Sequential Brands Group, Inc. reported wider losses in the fourth quarter and year and the company’s new chief executive officer said it may consider selling off more brands in its portfolio as it seeks to continue a “transformation” that started in 2019.
Sequential owns the Joe’s Jeans, William Rast, Ellen Tracy, Jessica Simpson, Avia, And 1 and Gaiam brands, among others.
Last April, the New York-based brand management company sold its Martha Stewart and Emeril Lagasse home division to Marquee Brands for $166 million.

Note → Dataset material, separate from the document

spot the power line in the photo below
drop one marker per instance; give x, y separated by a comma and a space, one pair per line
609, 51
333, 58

That led to a significant reduction in operating expenses that will become evident this year, according to ceo David Conn during a conference call Friday morning.

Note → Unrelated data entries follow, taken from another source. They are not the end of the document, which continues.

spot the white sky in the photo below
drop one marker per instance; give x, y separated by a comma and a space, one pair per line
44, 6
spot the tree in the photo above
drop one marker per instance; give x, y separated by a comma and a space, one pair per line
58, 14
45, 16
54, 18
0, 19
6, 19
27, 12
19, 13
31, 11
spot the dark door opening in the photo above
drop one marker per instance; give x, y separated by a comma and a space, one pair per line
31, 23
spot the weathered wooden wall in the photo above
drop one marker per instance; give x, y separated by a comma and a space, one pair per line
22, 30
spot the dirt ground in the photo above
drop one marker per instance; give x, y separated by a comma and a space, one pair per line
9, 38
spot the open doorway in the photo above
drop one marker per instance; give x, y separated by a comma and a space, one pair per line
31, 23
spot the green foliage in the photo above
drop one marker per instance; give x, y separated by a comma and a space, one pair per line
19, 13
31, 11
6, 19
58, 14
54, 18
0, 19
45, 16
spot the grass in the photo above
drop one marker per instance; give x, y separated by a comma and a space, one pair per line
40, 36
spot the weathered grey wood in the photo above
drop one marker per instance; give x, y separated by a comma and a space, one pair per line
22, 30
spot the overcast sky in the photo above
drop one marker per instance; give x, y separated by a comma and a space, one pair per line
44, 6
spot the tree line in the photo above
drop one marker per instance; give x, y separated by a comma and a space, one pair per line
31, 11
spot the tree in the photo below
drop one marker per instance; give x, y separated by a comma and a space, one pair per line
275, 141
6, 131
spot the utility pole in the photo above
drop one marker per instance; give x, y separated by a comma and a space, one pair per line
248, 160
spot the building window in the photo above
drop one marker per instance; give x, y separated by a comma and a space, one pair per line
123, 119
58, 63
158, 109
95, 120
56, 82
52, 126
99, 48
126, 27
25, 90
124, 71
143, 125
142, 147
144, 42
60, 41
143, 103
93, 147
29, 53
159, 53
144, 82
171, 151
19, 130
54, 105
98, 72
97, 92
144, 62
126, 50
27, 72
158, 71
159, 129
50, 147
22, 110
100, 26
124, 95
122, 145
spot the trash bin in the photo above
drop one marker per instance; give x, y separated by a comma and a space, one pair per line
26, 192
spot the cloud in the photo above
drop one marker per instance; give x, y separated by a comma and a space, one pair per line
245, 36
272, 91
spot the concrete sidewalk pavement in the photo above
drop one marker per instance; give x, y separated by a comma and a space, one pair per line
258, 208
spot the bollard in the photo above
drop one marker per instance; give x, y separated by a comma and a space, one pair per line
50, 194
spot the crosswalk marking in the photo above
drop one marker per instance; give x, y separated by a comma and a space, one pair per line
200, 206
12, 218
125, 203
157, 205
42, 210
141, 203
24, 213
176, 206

Conn, who joined the company in January after a 25-year career that included VF Corp., Sharper Image and FAO Schwarz, said operating expenses are expected to drop to $30 million this year from $70 million prior to the sale of those brands.
But to improve its fortunes, he said the company has amended its lending agreement to increase liquidity and cash flow, and has started a strategic review that “may include the divestiture of one or two more existing brands, the acquisition of one or more brands, or a stock buyback program.”
He also said that the Jessica Simpson brand benefitted from the release of the entertainer’s memoir earlier this year, and that its Gaiam yoga brand is positioned to expand in the popular health and wellness space. Sequential will also consolidate its New York offices from two locations to one.
In the fourth quarter ended Dec. 31, 2019, Sequential reported that the loss from continuing operations on a GAAP basis was $7.9 million or 12 cents a diluted share, compared with a loss of $5.7 million, or 9 cents a share, in the same period last year. Adjusted EBITDA from continuing operations for the period was $8 million, compared to $17.8 million in the prior-year quarter. Total sales from continuing operations fell to $24.2 million, compared to $35.2 million in the prior-year quarter.
For the year, GAAP losses from continuing operations more than doubled to $34.3 million, or 53 cents a share, from $17.5 million, or 27 cents a share, in the prior year. Adjusted EBITDA from continuing operations for was $45.8 million, compared to $69.9 million in the prior year. Sales fell to $101.6 million, compared to $127.3 million in the prior year.